According to Shane, who was invited by the International Journal of Environmental Studies to lead this effort, “wildlife conservation remains one of the greatest challenges of modern times and developing practical mechanisms to achieve it a task of great urgency for nations worldwide.” As the monograph’s writings attest, hunting (the regulated, legal pursuit and taking of wildlife) has been foundational to the origin, development and implementation of the North American Model of wildlife conservation. While the historical record is generally clear on this point, objective peer-review treatment of hunting’s role has been fleeting and far less vigorous – until now. Certainly, the new monograph provides one of the most extensive treatments of this complex issue and points to the continuing importance of hunting as a conservation mechanism.
The Monograph on Hunting and Conservation in North America is being made available for free until July 31, 2013 by Taylor and Francis at http://www.tandfonline.com/toc/genv20/70/3. Interested parties are advised to download the text for free while it is available online. Alternatively, you may contact Mr. Shane Mahoney (email@example.com) or other manuscript authors for copies of the individual manuscripts.

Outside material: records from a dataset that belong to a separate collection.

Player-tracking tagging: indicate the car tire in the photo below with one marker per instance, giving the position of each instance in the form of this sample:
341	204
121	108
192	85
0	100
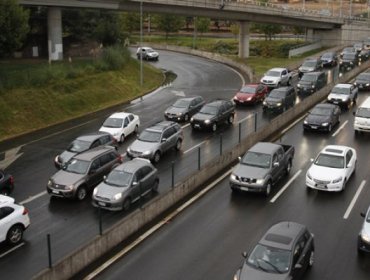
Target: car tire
81	193
15	234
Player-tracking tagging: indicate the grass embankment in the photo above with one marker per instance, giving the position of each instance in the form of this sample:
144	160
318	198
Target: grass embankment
34	95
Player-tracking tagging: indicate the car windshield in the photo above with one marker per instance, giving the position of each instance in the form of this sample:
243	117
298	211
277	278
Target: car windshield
78	146
248	89
363	112
77	166
269	259
209	110
331	161
113	122
256	159
340	90
181	103
321	111
273	73
118	178
150	136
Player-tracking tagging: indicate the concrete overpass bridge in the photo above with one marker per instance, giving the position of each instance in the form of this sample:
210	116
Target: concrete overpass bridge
332	30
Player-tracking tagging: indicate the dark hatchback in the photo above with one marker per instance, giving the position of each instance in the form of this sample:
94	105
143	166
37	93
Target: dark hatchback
279	99
362	81
82	144
6	183
184	108
285	252
323	117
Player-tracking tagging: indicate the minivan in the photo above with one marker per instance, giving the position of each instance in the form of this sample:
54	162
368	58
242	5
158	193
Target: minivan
362	117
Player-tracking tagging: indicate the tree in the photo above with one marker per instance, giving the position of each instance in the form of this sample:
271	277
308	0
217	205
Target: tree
13	25
169	23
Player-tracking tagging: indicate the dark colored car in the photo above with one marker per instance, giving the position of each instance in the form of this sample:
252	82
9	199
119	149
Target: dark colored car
311	82
348	61
126	184
82	144
279	99
214	114
285	252
6	183
362	81
184	108
83	172
329	59
323	117
251	94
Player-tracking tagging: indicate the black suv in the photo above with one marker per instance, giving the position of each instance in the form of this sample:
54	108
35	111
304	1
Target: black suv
184	108
213	114
286	251
82	172
82	144
311	82
279	99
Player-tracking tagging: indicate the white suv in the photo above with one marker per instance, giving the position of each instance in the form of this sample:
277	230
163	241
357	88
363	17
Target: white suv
120	125
14	220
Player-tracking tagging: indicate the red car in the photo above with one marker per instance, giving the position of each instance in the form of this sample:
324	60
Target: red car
251	94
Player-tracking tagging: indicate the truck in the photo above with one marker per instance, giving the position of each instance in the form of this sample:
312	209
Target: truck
261	167
277	77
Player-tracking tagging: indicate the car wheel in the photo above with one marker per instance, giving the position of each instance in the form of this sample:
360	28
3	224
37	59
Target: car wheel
15	234
155	186
178	145
157	157
126	205
268	189
81	193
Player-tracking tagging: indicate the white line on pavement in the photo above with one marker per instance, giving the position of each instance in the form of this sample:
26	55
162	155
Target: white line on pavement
286	186
340	128
11	250
153	229
354	199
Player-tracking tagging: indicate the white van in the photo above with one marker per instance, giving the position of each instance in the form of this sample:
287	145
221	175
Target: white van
362	117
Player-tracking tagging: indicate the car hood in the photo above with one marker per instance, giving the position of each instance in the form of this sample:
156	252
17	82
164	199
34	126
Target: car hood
250	273
242	170
66	156
108	191
66	178
325	173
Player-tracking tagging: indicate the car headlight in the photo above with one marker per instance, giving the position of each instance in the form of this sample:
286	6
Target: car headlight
117	196
337	180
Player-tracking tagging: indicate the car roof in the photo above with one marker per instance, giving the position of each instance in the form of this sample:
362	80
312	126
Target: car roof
133	165
283	235
91	154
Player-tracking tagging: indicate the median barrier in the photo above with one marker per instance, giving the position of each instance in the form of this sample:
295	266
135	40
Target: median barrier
110	238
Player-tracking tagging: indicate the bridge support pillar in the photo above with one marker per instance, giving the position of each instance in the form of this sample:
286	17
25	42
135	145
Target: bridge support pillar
244	39
55	41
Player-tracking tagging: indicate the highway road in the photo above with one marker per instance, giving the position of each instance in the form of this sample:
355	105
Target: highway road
70	223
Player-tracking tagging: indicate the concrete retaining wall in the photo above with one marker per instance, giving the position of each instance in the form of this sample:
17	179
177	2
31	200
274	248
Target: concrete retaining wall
85	255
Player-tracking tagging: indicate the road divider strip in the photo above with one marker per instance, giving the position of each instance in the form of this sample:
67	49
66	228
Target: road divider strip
149	232
286	186
354	199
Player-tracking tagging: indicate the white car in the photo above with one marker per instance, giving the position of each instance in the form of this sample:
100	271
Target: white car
332	168
147	53
14	220
120	125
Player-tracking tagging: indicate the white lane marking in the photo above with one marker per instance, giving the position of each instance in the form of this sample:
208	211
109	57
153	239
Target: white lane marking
33	197
192	148
247	117
155	228
12	249
354	199
339	128
286	186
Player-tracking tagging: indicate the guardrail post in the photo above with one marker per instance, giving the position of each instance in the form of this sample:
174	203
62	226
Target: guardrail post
49	250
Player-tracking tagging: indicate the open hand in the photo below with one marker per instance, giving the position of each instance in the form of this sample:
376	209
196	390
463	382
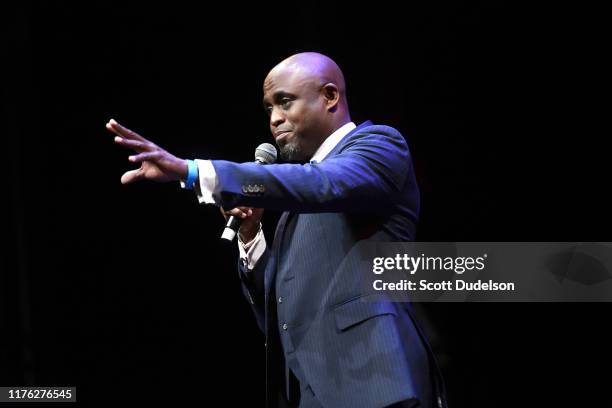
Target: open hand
155	163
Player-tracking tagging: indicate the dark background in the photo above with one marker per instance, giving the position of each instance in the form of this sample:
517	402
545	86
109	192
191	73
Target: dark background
126	291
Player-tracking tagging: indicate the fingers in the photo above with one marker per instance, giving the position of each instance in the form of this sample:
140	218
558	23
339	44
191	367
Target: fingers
131	176
119	130
240	212
133	144
147	156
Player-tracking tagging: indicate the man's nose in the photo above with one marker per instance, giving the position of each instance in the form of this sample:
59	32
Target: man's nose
276	117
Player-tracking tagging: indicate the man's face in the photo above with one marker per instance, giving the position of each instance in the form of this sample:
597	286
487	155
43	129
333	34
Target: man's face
297	114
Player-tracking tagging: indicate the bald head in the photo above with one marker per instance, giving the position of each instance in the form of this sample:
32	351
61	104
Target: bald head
305	96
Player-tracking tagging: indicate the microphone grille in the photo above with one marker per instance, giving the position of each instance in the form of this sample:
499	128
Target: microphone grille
265	153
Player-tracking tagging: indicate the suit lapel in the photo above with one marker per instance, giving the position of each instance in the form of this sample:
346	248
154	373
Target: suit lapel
345	138
272	269
278	238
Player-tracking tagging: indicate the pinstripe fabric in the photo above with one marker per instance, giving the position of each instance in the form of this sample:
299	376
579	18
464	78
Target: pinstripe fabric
346	349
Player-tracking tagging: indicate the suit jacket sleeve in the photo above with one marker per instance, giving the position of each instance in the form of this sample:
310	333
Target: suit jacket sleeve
366	175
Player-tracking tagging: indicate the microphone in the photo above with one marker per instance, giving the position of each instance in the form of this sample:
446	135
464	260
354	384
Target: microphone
264	154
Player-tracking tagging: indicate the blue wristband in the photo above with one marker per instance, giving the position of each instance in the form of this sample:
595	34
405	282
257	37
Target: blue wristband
192	174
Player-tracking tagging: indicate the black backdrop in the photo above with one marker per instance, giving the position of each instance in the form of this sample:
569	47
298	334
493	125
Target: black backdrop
127	291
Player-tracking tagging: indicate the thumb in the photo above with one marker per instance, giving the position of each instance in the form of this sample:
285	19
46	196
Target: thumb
131	176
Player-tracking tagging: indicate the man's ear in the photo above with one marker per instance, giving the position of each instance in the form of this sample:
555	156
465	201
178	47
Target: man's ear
332	96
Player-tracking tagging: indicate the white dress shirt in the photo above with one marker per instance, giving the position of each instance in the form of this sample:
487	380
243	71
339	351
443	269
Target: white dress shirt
251	252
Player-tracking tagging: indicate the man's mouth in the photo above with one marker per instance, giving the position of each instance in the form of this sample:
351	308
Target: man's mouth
280	136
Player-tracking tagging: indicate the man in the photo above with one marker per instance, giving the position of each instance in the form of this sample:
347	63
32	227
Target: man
328	344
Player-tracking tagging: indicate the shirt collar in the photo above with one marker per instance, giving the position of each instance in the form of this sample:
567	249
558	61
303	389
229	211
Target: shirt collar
331	141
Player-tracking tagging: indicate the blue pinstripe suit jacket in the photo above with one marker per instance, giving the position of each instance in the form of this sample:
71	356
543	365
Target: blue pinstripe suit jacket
351	352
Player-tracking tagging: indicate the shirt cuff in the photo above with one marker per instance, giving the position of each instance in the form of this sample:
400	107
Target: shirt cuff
252	251
207	182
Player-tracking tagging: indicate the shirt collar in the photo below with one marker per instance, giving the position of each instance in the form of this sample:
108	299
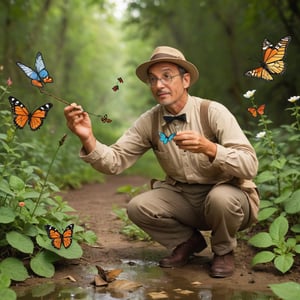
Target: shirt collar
186	110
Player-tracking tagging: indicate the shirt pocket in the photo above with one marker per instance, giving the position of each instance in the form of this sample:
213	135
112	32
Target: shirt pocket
202	166
166	162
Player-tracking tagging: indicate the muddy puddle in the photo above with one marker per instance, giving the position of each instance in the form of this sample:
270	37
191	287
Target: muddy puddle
140	280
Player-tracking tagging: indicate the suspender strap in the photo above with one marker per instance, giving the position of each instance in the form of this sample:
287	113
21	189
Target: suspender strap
205	121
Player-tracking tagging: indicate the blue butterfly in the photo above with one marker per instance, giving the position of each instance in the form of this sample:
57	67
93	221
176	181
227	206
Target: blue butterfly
165	139
40	75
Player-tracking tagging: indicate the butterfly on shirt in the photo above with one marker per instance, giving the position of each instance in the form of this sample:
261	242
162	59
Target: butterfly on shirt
58	239
105	119
257	111
40	76
116	86
22	115
272	63
164	138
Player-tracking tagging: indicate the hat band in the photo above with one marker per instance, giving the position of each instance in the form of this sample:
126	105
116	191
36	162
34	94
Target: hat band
164	55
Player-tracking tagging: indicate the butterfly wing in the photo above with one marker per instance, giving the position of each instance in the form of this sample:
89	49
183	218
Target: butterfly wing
252	111
54	235
67	236
35	78
163	138
21	113
105	119
273	56
272	60
170	138
41	69
261	109
259	72
36	119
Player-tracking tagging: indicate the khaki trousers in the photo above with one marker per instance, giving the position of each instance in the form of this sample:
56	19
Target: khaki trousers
171	213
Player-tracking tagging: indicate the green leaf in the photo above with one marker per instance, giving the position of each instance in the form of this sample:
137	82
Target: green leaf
73	252
264	177
286	290
41	264
14	269
29	195
292	206
16	183
262	257
296	228
278	163
4	187
284	262
7	215
266	213
297	248
279	228
4	281
265	203
19	241
8	294
261	240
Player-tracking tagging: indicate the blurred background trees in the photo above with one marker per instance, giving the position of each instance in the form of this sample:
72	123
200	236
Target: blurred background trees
87	45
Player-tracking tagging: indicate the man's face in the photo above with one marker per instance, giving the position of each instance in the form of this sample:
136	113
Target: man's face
167	85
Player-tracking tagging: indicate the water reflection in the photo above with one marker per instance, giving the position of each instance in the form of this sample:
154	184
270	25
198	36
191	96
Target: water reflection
157	283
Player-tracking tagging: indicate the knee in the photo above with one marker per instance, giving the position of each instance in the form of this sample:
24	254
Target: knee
221	201
137	208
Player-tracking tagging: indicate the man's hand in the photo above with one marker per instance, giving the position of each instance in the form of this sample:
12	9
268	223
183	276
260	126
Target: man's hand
80	124
194	142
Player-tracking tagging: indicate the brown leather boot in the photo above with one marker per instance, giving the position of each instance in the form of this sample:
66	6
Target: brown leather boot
222	265
182	252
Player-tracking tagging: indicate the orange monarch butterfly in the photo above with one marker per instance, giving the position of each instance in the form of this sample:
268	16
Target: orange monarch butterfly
116	86
165	139
40	75
105	119
57	238
254	111
22	115
272	60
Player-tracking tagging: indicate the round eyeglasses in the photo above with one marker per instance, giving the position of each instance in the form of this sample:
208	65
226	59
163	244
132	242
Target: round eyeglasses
165	79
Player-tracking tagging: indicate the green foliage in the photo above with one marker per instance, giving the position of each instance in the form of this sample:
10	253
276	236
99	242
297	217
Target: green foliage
27	203
278	180
129	229
283	249
286	290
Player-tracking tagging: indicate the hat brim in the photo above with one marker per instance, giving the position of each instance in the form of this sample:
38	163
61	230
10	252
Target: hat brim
142	69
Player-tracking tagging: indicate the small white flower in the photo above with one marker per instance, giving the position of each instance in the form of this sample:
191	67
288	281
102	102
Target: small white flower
293	99
260	135
249	94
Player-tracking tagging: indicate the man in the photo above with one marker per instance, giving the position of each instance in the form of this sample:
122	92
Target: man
208	184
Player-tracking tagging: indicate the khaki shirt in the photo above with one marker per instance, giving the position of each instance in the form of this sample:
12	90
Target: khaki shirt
235	156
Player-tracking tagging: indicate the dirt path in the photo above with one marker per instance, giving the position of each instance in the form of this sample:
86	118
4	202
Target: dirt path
94	204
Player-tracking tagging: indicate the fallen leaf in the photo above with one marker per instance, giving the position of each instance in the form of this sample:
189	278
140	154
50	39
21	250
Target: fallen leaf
158	295
99	281
112	274
71	278
197	283
101	272
124	285
183	292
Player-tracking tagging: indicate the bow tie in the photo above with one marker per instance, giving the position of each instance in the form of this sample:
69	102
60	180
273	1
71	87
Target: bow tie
170	119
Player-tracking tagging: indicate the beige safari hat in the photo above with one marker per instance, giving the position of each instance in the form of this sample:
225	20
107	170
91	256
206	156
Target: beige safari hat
167	54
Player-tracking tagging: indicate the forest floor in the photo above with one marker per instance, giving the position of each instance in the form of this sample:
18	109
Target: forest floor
94	203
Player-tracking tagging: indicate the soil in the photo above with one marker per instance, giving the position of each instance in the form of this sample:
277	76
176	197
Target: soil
94	202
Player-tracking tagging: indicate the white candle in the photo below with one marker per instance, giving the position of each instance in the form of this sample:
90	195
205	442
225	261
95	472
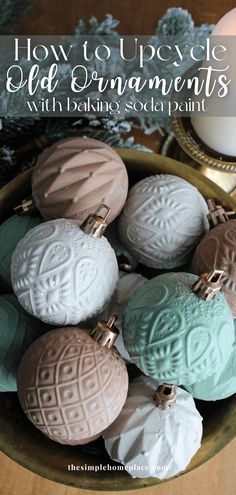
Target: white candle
220	132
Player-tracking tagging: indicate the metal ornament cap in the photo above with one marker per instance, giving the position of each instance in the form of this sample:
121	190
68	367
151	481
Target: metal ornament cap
165	396
208	285
95	224
105	333
25	207
217	214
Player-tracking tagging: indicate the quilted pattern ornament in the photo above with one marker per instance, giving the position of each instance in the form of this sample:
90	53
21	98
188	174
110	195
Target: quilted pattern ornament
75	175
218	250
221	384
11	232
63	273
157	432
72	384
17	331
177	335
126	286
163	220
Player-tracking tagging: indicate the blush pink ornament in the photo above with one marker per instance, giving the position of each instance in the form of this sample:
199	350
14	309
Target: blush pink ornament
73	384
75	175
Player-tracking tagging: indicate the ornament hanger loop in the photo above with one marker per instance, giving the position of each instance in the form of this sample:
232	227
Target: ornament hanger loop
165	396
105	333
208	285
95	224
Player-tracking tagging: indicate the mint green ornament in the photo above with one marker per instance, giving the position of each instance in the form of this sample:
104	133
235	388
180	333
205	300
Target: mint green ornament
221	384
11	232
173	335
17	332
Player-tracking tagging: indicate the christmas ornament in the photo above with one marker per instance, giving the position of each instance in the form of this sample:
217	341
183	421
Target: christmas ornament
217	250
221	384
75	175
11	232
17	331
157	432
178	328
63	273
126	286
125	260
71	384
162	221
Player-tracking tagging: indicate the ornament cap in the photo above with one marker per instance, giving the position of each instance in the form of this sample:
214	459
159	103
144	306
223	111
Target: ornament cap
208	285
124	264
217	213
95	224
105	333
26	206
165	396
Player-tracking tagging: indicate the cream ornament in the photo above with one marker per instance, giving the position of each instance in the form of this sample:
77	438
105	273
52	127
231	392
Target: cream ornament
151	439
163	219
63	273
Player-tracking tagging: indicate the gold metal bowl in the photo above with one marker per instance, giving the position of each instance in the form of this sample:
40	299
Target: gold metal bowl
30	448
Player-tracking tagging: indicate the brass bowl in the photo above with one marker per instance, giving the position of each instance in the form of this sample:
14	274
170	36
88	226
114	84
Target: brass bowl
30	448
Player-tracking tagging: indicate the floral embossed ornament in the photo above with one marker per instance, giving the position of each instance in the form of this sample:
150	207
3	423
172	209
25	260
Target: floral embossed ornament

The nine manuscripts in the monograph are:
1. Archaeological perspectives on prehistoric conservation in western North America, by Terry L. Jones
2. Nature’s nations: the shared conservation history of Canada and the USA, by John Sandlos
3. Conservation and management of ungulates in North America, by Paul R. Krausman and Vernon C. Bleich
4. Conservation and management of large carnivores in North America, by Sterling D. Miller, Bruce N. McLellan and Andrew E. Derocher
5. The role of hunting in North American wildlife conservation, by James R. Heffelfinger, Valerius Geist and William Wishart
6. Canadian Inuit sustainable use and management of Arctic species, by Anne Kendrick
7. Going public: scientific advocacy and North American wildlife conservation, by James A. Schaefer and Paul Beier
8. The wilderness hunter: 400 years of evolution, by Catherine E. Semcer and Jim Pozewitz
9. Enshrining hunting as a foundation for conservation – the North American Model, by Shane P. Mahoney and John J. Jackson, III
Shane spearheaded this effort after he and I wrote the first article, #9. The monograph took off from there. There has never been anything like this peer reviewed, learned, written account of hunting and the positive part it plays in American conservation. It is fascinating and must reading for hunters and non-hunters alike who wish to be in the know about the force of hunting, its relevance in the past and its continued relevance today. It has been an essential restoration of wildlife and habitat as we know it today. The articles have been authored by real experts and peer reviewed by other experts.
Be proud. Don’t apologize to anyone. Print it, read it and save it for all time. We may attempt a more in-depth coverage of the individual articles in the future if space permits.